Do You Have A Financial Safety Net? (And How To Build One)
Do you have a financial safety net? It’s something worth thinking about and setting up. What will happen to you and your loved ones if you lose your job for a few months? What if you get into an accident that may prevent you from earning a living? Or what if some unexpected expenses come up. Do you have anything in place to make sure the bills continue to get paid and your family is taken care of?
This is something I am actively working on and I can’t tell you that living through a pandemic and looking at losing time from work due to having to isolate, can be quite stressful. And if you are finding it difficult, please don’t be so hard on yourself. It took me a long time to get on top of my finances.
If not, now is the time to get started. But where do you actually start? Having three to six months’ worth of living expenses tucked away in an interest-bearing account is a good beginning. Figure out what your family needs to comfortably live on if all income stops. Then start saving as much money as you can until you have built up this safety net.
Put the money you usually spend on going out to eat, going to the movies, buying the newest TV and Tech gadget, and the likes into your savings account until you’ve saved enough to have a comfortable cushion. Take make this step go even faster, add any bonuses, tax refunds, etc. as well.
Don’t just stop there. Make it a goal to add to your safety cushion as you can and come back and revise your numbers from time to time. Your living expenses may go up or down over time and you can adjust how much you need to set aside in quickly accessible money accordingly.
Life and disability insurance are another important part of your financial safety net, as is your retirement money.

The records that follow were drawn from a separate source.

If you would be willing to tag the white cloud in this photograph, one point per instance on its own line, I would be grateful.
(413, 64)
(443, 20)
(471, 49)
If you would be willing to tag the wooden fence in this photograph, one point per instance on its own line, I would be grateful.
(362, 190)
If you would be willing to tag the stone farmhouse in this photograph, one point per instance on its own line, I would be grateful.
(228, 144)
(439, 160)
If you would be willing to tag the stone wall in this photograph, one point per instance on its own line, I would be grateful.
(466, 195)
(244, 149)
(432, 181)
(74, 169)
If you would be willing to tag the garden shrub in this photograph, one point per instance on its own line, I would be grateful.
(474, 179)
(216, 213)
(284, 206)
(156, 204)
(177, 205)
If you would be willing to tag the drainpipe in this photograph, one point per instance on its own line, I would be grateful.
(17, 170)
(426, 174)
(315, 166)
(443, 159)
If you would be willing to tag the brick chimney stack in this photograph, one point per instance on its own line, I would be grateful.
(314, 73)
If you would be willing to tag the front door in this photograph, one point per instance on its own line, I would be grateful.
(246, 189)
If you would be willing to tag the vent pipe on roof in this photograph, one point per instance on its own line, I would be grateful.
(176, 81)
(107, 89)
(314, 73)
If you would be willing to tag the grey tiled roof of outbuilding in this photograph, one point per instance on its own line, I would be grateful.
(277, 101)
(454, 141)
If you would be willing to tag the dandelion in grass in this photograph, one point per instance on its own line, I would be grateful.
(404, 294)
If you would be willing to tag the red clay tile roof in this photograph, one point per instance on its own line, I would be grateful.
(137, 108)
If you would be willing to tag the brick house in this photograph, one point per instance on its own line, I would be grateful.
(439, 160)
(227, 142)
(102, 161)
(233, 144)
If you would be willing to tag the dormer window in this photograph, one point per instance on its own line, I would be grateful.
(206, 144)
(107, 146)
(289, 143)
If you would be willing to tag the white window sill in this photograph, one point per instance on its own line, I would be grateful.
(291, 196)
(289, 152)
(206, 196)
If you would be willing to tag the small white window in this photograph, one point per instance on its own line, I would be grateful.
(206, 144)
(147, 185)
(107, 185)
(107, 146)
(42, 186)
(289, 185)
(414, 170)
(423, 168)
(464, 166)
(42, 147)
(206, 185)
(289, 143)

Do you have a plan in place to continue to cover your living expenses (or those of your family) when you can no longer work? Call up your insurance agent and go over your current coverage. Make sure the insurance you’re paying for will pay out what you need and if not, make adjustments.
Once you have those two parts of your safety net firmly in place, consider investing any additional savings into a higher interest-bearing account. While you may not be able to access any money invested here right away, it will come in handy when you’re dealing with a long term financial emergency or are ready to retire. The plus side is that there are plenty of investment vehicles out there that will get you a much better return than your plain savings account at the bank. Talk to your financial adviser and come up with a plan that’s right for you, your family, and whatever the future may hold.